Energy transition more likely to be delayed with dire consequences, says WoodMac

Energy transition more likely to be delayed with dire consequences, says WoodMac
Wood Mackenzie has calculated a series of net-zero emissions dates based on whether or not various scenarios come to pass. / bne IntelliNews
By by Roberta Harrington May 8, 2024

The world could be heading for a 3-degree C warming trajectory as political headwinds slow the energy transition, says a new report by Wood Mackenzie.

The risks of delays in the transition to low-carbon energy have grown, especially because of shifts in policy and politics in several key economies, said the consultancy. 

Several key economies, such as the US, face elections with climate deniers – such as ex-President Donald Trump – in a close race.

“With half of the global population heading to polls in 2024, political realities and climate scepticism in the major emitting countries, such as the US and Europe, could reduce the support for the transition as voters seek economic security and price stability,” said Prakash Sharma, vice president, scenarios and technologies at WoodMac and the report author.

Fossil fuel companies are also redoubling their efforts to drill oil and gas and are turning their backs on renewable energy.   

According to the Paris Agreement, global temperatures should be kept at or below about 2 degrees C to avoid the worst consequences of the climate crisis.
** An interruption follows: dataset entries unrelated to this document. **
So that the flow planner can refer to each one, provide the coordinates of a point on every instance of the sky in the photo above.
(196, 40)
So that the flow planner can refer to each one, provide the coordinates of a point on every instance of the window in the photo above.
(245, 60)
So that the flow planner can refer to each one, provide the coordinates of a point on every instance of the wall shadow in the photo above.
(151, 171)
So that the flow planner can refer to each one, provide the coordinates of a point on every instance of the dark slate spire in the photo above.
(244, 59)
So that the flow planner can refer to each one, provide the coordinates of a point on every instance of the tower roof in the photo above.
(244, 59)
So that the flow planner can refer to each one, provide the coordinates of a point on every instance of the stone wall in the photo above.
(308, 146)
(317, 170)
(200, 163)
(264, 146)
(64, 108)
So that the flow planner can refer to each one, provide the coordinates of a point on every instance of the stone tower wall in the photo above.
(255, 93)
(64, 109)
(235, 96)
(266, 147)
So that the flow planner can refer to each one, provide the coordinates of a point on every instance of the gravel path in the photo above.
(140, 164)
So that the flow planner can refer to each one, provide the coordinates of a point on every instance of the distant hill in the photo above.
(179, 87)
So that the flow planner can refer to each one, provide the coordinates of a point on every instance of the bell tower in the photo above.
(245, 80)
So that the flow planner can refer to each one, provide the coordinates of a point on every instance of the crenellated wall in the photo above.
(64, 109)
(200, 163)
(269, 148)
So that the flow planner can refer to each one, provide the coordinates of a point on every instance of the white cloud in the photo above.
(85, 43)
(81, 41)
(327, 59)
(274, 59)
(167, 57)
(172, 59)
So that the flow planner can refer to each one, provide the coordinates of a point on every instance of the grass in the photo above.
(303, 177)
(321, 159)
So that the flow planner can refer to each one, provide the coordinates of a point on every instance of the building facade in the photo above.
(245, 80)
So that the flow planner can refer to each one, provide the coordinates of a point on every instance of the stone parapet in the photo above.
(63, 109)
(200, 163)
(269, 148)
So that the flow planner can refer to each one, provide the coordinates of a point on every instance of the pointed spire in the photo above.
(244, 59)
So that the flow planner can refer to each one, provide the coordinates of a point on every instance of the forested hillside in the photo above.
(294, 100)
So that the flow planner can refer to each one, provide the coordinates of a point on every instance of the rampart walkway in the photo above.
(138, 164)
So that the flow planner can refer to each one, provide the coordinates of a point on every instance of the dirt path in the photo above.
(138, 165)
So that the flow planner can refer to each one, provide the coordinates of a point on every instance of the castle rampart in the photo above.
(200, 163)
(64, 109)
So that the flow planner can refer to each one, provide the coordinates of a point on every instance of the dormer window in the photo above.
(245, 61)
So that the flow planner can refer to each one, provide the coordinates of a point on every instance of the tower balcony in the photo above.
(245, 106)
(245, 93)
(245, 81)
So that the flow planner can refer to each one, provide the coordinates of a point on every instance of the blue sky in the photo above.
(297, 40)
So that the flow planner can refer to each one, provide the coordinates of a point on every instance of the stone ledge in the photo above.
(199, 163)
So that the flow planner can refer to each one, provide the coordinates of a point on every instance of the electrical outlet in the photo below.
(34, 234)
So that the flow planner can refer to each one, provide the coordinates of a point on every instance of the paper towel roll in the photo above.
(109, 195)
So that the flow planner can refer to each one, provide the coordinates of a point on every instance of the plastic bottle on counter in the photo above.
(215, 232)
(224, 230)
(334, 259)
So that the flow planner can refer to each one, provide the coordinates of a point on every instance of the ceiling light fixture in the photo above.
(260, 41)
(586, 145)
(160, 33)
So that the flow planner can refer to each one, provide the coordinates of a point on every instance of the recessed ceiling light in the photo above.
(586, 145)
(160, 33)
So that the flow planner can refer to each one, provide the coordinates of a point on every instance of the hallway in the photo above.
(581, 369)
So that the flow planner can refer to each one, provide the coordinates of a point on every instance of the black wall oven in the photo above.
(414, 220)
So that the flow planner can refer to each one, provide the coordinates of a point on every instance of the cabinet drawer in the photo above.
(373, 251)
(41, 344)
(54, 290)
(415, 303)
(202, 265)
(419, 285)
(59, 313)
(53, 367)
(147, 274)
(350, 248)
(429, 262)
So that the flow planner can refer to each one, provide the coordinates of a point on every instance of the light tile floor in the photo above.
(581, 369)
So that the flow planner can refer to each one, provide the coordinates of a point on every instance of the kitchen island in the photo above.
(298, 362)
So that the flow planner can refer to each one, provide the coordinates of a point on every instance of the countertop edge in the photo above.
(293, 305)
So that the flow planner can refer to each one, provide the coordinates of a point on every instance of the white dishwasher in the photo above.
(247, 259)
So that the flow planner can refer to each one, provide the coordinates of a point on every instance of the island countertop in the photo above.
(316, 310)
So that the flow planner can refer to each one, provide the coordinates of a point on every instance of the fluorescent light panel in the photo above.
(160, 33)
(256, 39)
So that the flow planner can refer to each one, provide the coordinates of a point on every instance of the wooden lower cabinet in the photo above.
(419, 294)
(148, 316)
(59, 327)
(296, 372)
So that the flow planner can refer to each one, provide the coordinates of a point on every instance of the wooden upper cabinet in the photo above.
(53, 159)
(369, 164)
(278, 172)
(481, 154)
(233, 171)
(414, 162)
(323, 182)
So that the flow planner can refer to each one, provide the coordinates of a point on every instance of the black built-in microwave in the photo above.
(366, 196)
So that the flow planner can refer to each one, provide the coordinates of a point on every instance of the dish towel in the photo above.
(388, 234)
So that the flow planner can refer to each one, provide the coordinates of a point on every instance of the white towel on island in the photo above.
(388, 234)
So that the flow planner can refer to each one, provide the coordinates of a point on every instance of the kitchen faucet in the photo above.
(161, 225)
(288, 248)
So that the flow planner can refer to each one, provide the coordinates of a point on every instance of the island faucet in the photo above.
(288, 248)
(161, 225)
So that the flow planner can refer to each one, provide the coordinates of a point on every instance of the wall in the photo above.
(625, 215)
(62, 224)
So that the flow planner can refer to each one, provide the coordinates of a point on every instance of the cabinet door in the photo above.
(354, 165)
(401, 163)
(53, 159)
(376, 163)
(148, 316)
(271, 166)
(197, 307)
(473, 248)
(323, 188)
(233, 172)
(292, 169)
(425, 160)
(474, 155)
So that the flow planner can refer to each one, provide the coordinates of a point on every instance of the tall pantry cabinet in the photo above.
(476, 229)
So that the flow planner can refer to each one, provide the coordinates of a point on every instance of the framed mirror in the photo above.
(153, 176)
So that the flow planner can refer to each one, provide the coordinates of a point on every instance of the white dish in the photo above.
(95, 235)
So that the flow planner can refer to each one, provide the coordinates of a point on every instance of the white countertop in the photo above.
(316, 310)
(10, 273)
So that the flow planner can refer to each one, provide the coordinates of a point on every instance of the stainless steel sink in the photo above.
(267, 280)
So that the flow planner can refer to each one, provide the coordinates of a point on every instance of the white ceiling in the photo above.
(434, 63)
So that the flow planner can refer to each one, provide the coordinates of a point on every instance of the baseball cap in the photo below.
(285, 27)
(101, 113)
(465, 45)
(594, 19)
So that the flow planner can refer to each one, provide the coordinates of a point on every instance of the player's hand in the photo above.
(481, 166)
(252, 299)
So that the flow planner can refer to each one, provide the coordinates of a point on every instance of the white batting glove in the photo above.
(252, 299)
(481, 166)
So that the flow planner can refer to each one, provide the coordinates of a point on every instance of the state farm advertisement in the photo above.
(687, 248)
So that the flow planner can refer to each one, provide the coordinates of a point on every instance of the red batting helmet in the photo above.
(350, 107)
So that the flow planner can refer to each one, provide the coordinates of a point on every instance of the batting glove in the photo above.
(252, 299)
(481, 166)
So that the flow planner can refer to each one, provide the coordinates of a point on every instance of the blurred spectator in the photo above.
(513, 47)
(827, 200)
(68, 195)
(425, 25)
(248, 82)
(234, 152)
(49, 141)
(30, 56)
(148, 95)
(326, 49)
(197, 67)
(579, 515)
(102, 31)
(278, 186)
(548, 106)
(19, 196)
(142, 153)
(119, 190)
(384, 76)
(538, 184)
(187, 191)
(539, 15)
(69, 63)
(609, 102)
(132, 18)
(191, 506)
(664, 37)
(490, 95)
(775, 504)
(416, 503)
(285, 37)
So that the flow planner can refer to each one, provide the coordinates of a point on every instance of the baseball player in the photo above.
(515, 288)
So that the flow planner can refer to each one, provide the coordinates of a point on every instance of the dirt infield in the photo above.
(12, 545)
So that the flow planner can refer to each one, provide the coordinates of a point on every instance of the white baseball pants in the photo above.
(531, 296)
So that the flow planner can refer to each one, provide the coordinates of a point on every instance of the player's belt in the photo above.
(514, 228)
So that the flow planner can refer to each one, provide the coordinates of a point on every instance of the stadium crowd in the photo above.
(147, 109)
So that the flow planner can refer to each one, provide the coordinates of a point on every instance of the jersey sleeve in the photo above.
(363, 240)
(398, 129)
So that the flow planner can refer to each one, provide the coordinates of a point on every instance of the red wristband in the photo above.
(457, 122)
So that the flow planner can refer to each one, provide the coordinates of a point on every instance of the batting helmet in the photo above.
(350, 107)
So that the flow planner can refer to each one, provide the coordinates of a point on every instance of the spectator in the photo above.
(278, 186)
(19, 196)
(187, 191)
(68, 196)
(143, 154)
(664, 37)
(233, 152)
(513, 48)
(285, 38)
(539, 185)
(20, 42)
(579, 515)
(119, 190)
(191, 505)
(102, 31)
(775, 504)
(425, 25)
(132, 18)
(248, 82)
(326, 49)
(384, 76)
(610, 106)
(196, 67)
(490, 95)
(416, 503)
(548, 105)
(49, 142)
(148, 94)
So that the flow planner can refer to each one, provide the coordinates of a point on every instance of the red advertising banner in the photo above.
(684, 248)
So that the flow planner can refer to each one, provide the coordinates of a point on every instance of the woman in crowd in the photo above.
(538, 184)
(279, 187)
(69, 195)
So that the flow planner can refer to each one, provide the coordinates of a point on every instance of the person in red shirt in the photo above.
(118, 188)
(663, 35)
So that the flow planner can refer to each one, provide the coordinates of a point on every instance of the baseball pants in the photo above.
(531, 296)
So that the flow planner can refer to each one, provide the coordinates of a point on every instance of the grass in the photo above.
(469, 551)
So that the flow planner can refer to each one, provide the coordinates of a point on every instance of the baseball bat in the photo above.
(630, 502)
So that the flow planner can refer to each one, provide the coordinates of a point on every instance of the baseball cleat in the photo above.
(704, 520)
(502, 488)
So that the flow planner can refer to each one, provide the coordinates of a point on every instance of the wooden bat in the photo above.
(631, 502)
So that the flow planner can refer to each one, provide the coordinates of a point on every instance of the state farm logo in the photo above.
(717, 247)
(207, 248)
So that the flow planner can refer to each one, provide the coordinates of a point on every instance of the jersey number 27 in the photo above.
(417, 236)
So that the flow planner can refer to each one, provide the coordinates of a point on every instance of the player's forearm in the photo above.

And that is looking farther out of reach than ever.

A five-year delay to the energy transition could see the global average temperature rise to 3-degree Celsius above pre-industrial levels, said WoodMac’s new analysis, ‘A delayed energy transition’.

WoodMac’s new scenario, which analysed the impact a five-year delay might have on global decarbonisation efforts, expects annual average spending to fall to $1.7 trillion. This is 55% lower than WoodMac’s net zero 2050 scenario, which maps out what’s required to meet the Paris Agreement targets.

In terms of total investment, a delayed transition could cost up to $48 trillion, a significant decrease from WoodMac’s net zero scenario, which estimates a total of $75 trillion.

Under this delayed scenario, oil and gas sector CAPEX rises to 31%, as power sector spending is expected to remain at its current level of 60%. Spending could fall to less than 10% in the net zero scenario if the power sector gets 80% of total spending, said WoodMac.

For metals and mining sectors, CAPEX is the most resilient and remains around 6% of the total across all scenarios. In contrast, despite its key role in the overall energy transition, investment into hydrogen and carbon, capture, utilisation and storage (CCUS) drops to 2%, compared with 8% in Wood Mackenzie’s net zero scenario.

“The global stocktake at COP28 in December 2023 also confirmed that no major country was on track to meet the Paris aligned commitments and that strong policy action and capital investment were necessary to accelerate the transition. Indeed, Europe and the UK have already pushed back 2030 climate goals and other countries may follow suit,” Sharma added.

According to the delayed scenario, emissions are expected to peak in 2032 and the remaining carbon budget for a 1.5 ˚C world will be used up by 2027, further weakening countries’ ability to deliver the Paris Agreement goals in time by 2050.

Renewables-led electrification looks increasingly more challenging, in WoodMac’s delayed scenario. Solar and wind dominate power markets in the longer term, but near-term additions would be slowed due to transmission bottlenecks. Unabated thermal supply would provide much of the flexible generation to balance power grids.

Higher interest rates and supply chain bottlenecks raised renewables costs by 10% to 20% in recent years. Expensive renewables costs will further delay low-carbon hydrogen cost declines, reducing demand to 100mn tonnes in 2050, nearly 50% lower than the base case, said the report.

A slower transition means carbon capture and removal technologies would need to play a dominant role in restoring the carbon balance and achieving long-term climate goals. CCUS uptake reaches 225mn tonnes by 2030 in Wood Mackenzie’s delayed transition and continues to scale as policy incentives expand and storage infrastructure is built.

In the delayed transition scenario, oil demand peaks at 114mn barrels per day in 2033, nearly 6mn bpd higher than the base case due to slower electric vehicle (EV) adoption outside China. Gas demand peaks at 4,536bn cubic metres of natural gas in 2045, nearly 100 bcm higher than the base case. Meanwhile coal demand falls slowly, keeping a 3% higher trajectory than the base case in this decade.

“Lower renewables and hydrogen production create headroom for additional gas demand growth, but coal’s resilience limits upside. Commodity markets look tighter and volatile for longer unless investment in supply picks up,” Sharma said.